In praise of maintenance


A common refrain for clients over the years has been to ask for a “maintenance free” building, which in their mind often meant plastic, vinyl and other space-age materials that promise immunity from aging. Yet the laws of physics (otherwise known as the conditions governing all of life on earth) make that patently absurd. As soon as any building is finished, before the paint is dry, the furniture moved in and the art hung on the walls, the process of decay begins. Certainly, some materials are more durable than others –brick versus wood, for example. But mortar and even brick break down over decades of exposure to sunlight, water and freezing temperatures.

The maintenance-free mantra is another example of our futile attempts to master the forces of eternity. Thomas Berry compares what he calls “architectonic thinking” with “organic mind.” The former is structural and mechanistic – like the development of western science in France and England in the 16th to 18th centuries. Organic thinking, Berry says, has an inner orientation, like Goethe and the Indian sages.

I’ve found echoes of this in another writer I admire – Paulo Coelho. He distinguishes between builders and gardeners. A builder tries to put something up for the ages, something that’s not going to change. Gardeners are more aligned with the ways of nature. They know that everything is always in flux, and they are tending the garden, not creating its substance. Maintenance becomes a beautiful expression of relationship and service.

Architects and builders tend to impose order from the outside in, whereas organics are bringing forth wisdom and insight from within. A gardener has an ongoing relationship with the stuff of creation, both matter and life force. The work is a yoking of one’s efforts to an ancient, timeless impulse of change, of birth, growth, decay, death, rebirth.

The architectonic impulse is to stop time, to make a permanent mark that resists change. Decay is seen as the enemy, which is not so far afield form modern medicine’s aversion to death. Somehow, the ongoing change and cycles of life threaten our fragile sense of stability and safety. Whether this terror is biological or cultural (or more likely some of both), we do everything we can to avoid decay and mortality. This is a subset of our fear of forces beyond our control.

Which is a losing stance, because just about everything is beyond my control. In light of that, I’m curious about different ways to be, ways that reconsider my relationship to change and time. One suggestion by a wise teacher is to engage in activities that are generations deep, as a way of summoning ancestors and grounding to what is timeless and true in human experience. Examples include walking, telling stories around a fire, making things with my hands, cooking, singing.

Dancing is another ancient practice that alchemizes the architectonic with the organic.
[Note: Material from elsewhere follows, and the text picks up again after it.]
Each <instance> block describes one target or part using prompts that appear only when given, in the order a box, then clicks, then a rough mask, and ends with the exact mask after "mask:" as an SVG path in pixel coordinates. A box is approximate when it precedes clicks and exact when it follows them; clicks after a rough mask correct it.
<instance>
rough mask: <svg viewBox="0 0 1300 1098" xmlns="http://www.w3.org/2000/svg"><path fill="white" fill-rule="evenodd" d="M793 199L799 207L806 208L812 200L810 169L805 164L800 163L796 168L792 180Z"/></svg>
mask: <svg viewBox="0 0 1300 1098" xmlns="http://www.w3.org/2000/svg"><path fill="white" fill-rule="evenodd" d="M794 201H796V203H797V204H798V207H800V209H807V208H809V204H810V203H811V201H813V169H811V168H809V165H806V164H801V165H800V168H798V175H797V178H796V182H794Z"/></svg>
I recently had the good luck to experience sacred circle dancing, which draws from many earth cultures. The geometry of steps is structured with the rhythms of the music in a wholly human design. And yet, the dance is also a timeless participation in patterns of creation: cycles, rotations, moving into and away from center; tending our relationship with change; experiencing with the body the trinity of beginning, middle and end; and feeling how ends reconnect with beginnings in an eternal ebb and flow, a dynamic story of creation and arising.

Coelho’s image of gardening also brings to mind soil, or humus, which is a root of the word “human,” and also of “humility.” To align with the organic is to cultivate humility, to be apprentice to earth’s mastery. To consciously create awareness that allows awe and wonder to bubble up.

Recently, I had a clear picture of myself as preparing the soil for what is to come. Not even planting seeds, nor tending, nor yet harvesting. Certainly not building cathedrals for the ages. Instead, I am going with a mix of reluctance and willingness into the darkness, the mystery, the underworld. The inner world of the organic. This doesn’t mean there is no place for architectonic thinking – I fervently hope there is, since it’s my profession! As one of many great achievements in human history, architecture itself goes back generations deep. The calling now is to invite the humility of tending and co-creation into it and see what happens.